And I can't take all the credit for it because I was not the one who debugged this, but I did sit down with Hall from the guy who debugged this.
And it involves everyone's favorite feature of C as well, which is volatile.
Oh, yes, yes, yes. Let's talk about this.
Volatile actually has a very specific meaning in both C and C++.
Everyone thinks that it means basically don't touch my code,
which is true to a first order approximation.
Sometimes true.
Most of the time, if that is your mental model of it, you will be correct.
And this is a story about one of those times when it was not correct.
So we got a bug report about a device driver that was not functioning properly.
And I don't really know the specifics of what this thing was doing,
other than it was something very, very deeply embedded
that had been programmed in C++ for no good reason that I understand.
It had been waking up from sleep.
And for some reason that i do not understand it
it woke up before its associated um the like the controller on its d-ram had come up
and so it was in a little busy loop trying to manually strobe its ram
and the way we've all been there.
I have not.
And the way it did this was it had a pointer,
which it dereferenced, and then cast the result to void,
which is sort of the standard way you avoid getting a warning about an unused variable.
And they'd been smart, right?
The pointer was volatile.
And yet, when it generated the code, there was no load in the generated code.
And it had taken them months and months and months to track this down because it was, you know, sporadic memory corruption in the DRAM, right? And it boiled down to a difference
between C and C++
in terms of the rules
of what volatile actually means.
Volatile, what volatile means
in C and C++ is that, you know,
there's some sort of sequence of events
that the standard says must happen.
And volatile says basically
the compiler can't elide or remove or add
any events to that list.
And in C++, the definition of when those events occur is different.

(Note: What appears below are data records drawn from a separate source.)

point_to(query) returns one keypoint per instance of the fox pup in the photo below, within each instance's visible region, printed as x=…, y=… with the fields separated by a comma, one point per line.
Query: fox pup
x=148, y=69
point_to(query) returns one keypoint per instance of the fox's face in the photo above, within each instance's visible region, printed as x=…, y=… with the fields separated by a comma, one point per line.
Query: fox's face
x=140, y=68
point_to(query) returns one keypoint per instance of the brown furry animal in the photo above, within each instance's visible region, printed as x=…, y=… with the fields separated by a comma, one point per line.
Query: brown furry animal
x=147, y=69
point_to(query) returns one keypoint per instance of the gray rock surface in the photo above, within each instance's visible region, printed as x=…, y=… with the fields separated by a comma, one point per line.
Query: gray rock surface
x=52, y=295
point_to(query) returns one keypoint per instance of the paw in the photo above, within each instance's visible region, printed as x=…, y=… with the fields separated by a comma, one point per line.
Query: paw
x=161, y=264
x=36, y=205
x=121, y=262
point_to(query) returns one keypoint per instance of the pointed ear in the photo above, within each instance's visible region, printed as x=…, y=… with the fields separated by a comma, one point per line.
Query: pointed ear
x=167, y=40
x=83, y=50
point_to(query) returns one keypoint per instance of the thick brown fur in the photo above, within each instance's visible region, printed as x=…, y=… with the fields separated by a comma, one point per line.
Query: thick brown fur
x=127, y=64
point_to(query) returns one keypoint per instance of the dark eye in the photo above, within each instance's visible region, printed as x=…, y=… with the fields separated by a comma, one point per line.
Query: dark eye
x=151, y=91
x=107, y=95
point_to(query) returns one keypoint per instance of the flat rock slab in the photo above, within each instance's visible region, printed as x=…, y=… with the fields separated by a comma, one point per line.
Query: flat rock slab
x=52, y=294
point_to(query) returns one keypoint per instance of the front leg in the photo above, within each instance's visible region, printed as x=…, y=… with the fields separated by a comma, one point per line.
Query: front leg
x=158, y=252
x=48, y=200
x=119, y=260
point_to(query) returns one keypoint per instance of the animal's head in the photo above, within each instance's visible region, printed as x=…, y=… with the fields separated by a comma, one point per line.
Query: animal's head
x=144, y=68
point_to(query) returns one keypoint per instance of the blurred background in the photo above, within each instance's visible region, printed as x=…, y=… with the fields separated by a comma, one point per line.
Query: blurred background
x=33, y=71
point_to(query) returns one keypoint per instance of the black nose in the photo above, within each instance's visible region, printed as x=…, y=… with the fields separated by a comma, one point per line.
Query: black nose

And in particular, for dereferencing a volatile value, dereferencing it and casting it to
void doesn't trigger what's called an L-value to
R-value conversion, and therefore doesn't
actually cause an event,
a volatile event, to happen.
You needed to cast it to volatile void.
No, you had to
actually assign it to something.
Oh.
And it was,
like I said, it was one of these
deep, dark quarters of C++.
That seems like something that they would harmonize.

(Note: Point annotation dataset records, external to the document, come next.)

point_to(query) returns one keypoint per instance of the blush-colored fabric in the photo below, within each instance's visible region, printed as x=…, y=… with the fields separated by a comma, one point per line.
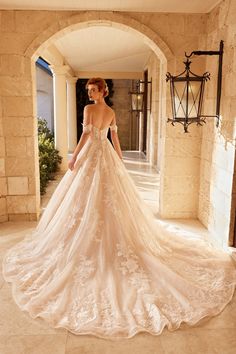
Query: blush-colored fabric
x=99, y=263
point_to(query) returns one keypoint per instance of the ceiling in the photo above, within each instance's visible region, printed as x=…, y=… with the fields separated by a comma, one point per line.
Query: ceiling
x=103, y=49
x=181, y=6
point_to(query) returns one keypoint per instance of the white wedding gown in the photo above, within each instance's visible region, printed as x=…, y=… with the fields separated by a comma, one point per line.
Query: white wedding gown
x=99, y=263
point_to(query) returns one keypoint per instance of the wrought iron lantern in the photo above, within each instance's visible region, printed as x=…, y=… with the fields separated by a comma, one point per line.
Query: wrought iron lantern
x=187, y=92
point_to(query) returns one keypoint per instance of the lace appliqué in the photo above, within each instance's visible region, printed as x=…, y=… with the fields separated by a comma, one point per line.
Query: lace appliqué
x=83, y=271
x=130, y=267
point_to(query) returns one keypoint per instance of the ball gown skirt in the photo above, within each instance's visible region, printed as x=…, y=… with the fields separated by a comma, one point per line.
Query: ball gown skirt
x=99, y=263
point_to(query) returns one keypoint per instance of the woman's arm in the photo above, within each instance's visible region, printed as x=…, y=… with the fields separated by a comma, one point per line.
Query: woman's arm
x=83, y=139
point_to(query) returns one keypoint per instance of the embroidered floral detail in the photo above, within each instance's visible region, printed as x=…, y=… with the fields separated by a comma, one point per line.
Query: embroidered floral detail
x=83, y=271
x=130, y=266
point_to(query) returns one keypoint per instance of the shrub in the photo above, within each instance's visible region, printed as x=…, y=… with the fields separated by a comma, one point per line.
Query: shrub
x=49, y=158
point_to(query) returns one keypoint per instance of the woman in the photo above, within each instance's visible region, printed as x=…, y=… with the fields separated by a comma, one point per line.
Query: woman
x=98, y=262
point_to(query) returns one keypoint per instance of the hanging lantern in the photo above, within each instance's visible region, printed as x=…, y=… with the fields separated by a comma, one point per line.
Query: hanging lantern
x=187, y=92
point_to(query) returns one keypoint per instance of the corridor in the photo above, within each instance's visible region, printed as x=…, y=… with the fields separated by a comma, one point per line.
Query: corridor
x=19, y=334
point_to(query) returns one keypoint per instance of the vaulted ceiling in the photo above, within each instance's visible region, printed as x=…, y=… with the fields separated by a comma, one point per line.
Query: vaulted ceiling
x=108, y=49
x=192, y=6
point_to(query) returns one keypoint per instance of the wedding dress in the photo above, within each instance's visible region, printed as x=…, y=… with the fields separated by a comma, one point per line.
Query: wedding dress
x=99, y=263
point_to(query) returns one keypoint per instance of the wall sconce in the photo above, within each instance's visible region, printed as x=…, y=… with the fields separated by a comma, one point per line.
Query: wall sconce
x=137, y=96
x=187, y=91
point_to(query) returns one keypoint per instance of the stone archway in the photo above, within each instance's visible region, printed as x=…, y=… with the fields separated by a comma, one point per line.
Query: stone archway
x=22, y=165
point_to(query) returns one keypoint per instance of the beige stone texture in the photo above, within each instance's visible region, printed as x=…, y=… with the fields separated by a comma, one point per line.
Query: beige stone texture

I believe they did in C++ 11 or 14.
Jeez.
But it was just horrible, right?
And because the rules of volatile say that the compiler can't add or remove volatile accesses,
the standard actually required us not to do the dereference there because we can't add them where they're not supposed to be.
And we'll say we made a special one-off compiler to fix that bug.
So this wasn't actually a compiler bug?
This was not a compiler bug.
We were implementing the specification exactly as written.
So how often do people, I know you live in Silicon Valley,
how often at dinner parties do people say,
well, I found a compiler bug, and you just put your head in your hands and cry?
Well, maybe not at dinner parties, but it's,
those would be very interesting dinner parties.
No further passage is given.